Environ 450 dossiers reçus pour 28 places. Pour cette troisième rentrée universitaire depuis sa création, en septembre 2005, la licence professionnelle Management des achats et des ventes à l'international proposée par l'IUT Nancy-Charlemagne (Nancy 2) attire de nombreux jeunes titulaires d'un bac + 2, essentiellement issus de BTS ou d'IUT commerciaux et techniques, ou encore de Deug d'économie. Ce succès n'est pas étonnant. Créée en 1999, la «licence pro» est un diplôme original de niveau bac + 3. Son élaboration repose sur la mise en place de partenariats étroits entre universités, entreprises et branches professionnelles. Il s'agit donc d'une formation en alternance.

Une filière dynamique qui séduit les entreprises

Le ministère de l'Education nationale recense près de 1500 licences de ce type en France, dont une vingtaine a trait aux achats. A titre de comparaison, il existe une trentaine de masters (bac + 5) ou mastères spécialisés (MS, niveau bac + 6), dont les plus anciens, le MAI Bordeaux ou le Desma Grenoble, ont été lancés dans les années soixante-dix et quatre-vingt. La licence professionnelle étant un diplôme récent, la vingtaine de cursus spécialisés achats traduit le dynamisme de la filière, selon Jean-Pierre Mouline, responsable pédagogique et maître de conférences à Nancy 2. «La fonction achats intéresse de plus en plus les entreprises, qui sont dans une logique de compression des coûts, observe-t-il. Déplus, les PME se réorganisent autour de la fonction achats et orientent leurs ventes vers l'international. Le profil de nos diplômés les intéresse.» Au dire des responsables de formation, c'est d'abord l'aspect opérationnel des étudiants que plébiscitent les employeurs. «La finalité de la licence professionnelle est d'intégrer le monde du travail directement à la sortie, quitte à reprendre des études quelques années plus tard», rappelle Jean-Pierre Veray, responsable pédagogique de la licence professionnelle Commerce spécialisation acheteur industriel, à Sens, dans l'Yonne. «Les diplômes sont calibrés pour répondre en une année à la demande des entreprises, renchérit Jean- Pierre Mouline (Nancy 2). Nous avons ainsi ajusté le contenu de la formation aux nouveaux besoins des entreprises tournées vers l'import/export.»

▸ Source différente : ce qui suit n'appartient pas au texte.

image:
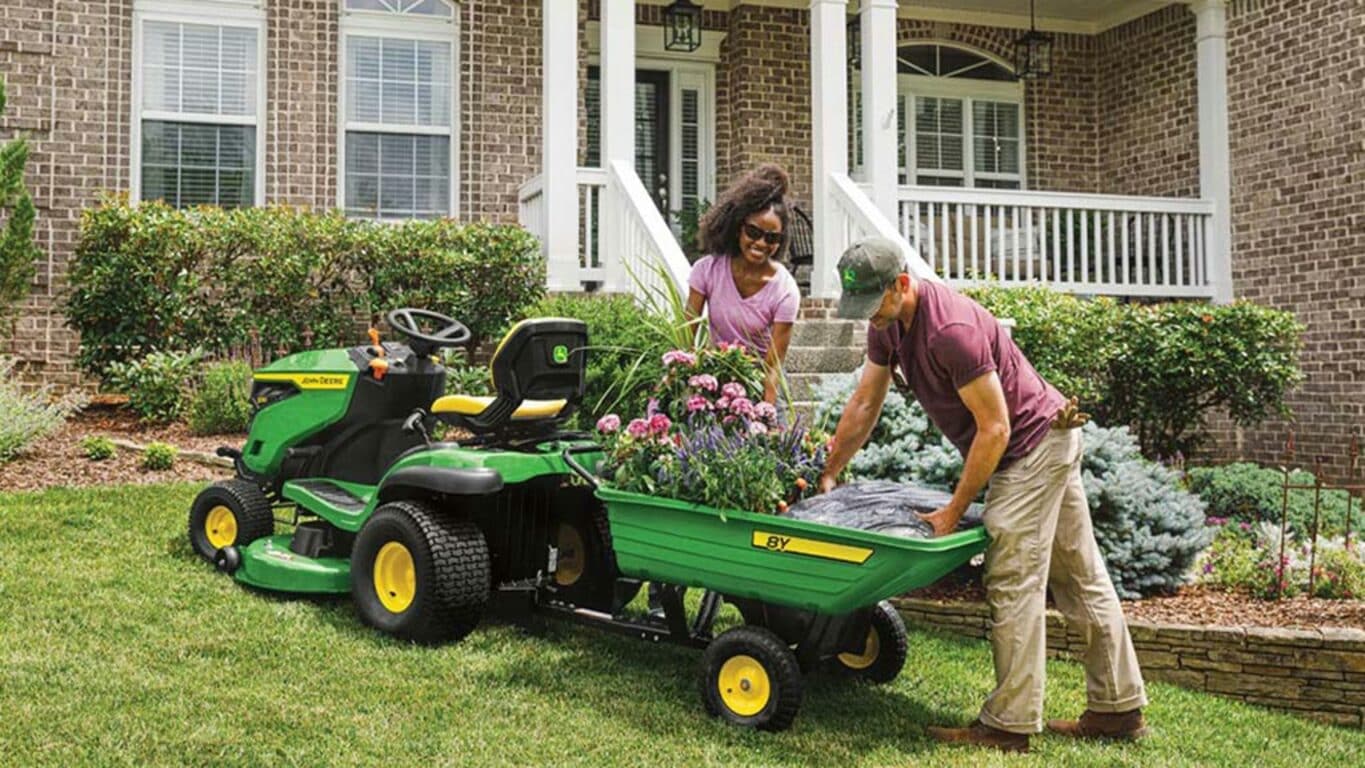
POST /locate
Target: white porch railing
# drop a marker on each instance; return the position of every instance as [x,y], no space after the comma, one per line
[1080,243]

Trois quarts de la formation sur le terrain

Tous les cursus de licence professionnelle s'effectuent en alternance, par le biais de l'apprentissage ou en contrat de professionnalisation. Les cours, dispensés par des universitaires mais également par des professionnels, représentent environ 500 heures. «L'enseignement est assuré à 40% par des personnes issues du monde de l'entreprise: directeurs achats, chargés de programmes informatiques, consultants, etc.», indique Jean-Pierre Mouline (Nancy 2). Dans un second temps, l'étudiant effectue une mission sur le terrain. «Au final, les jeunes passent 75% de leur temps en entreprise, calcule Jean- Pierre Veray (Sens). Le volume de cours représente, quant à lui, 25% de l'année, soit 450 heures environ.» A Sens, l'alternance s'effectue au rythme d'une à deux semaines de cours, prodigués en partenariat avec l'université voisine de Marne-la-Vallée, et de trois à quatre semaines en entreprise. La pertinence de l'alternance n'est pas spécifique aux licences professionnelles. Les formations achats de niveau bac+ 5 tels que le Desma Grenoble, l'Essec ou Grenoble Ecole de Management déclinent également leurs cursus de cette manière.

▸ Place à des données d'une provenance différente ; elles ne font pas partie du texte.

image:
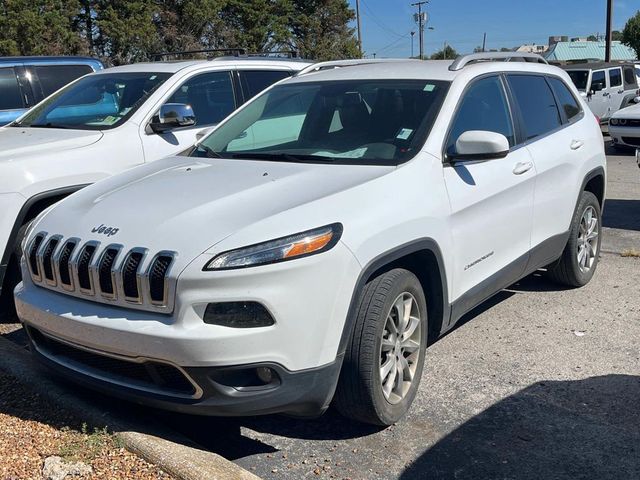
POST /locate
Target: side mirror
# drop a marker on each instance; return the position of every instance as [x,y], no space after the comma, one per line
[480,145]
[173,115]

La mission en entreprise correspond souvent à un besoin ponctuel qui nécessite un savoir-faire achats, comme l'explique Rémy Plantey, consultant achats et enseignant en licence professionnelle Négociation commerciale de l'IUT de Bordeaux IV. Ce diplôme vise à former des cadres intermédiaires acheteurs dans le commerce et les services. «Nos étudiants travaillent sur des missions très diverses, comme un audit fournisseur, une réduction des coûts dans une famille d'achats, la mise en place de contrats cadres ou d'un système d'information achats», détaille-t-il.

Pour décrocher ces stages, les étudiants ont deux options: les solliciter eux-mêmes ou piocher dans les propositions qui parviennent à l'école. «Les entreprises font beaucoup appel à nous mais, en général, nous n'arrivons pas à répondre à toutes les demandes», témoigne Jean- Pierre Veray (Sens). Les sociétés partenaires sont généralement situées dans la région où est établie la licence professionnelle. D'autres facteurs renforcent le côté opérationnel des licences: «Les étudiants sont formés aux outils spécifiques des entreprises, notamment ceux de gestion de projets», relève Jean-Pierre Veray (Sens). L'étudiant doit également rédiger un cahier des charges sur son projet en entreprise, puis en dresser la synthèse dans un rapport présenté devant un jury d'enseignants et de professionnels. Quant à la rémunération en alternance, elle varie entre 55% et 85% du Smic, souvent en fonction de l'âge et du niveau d'études des jeunes.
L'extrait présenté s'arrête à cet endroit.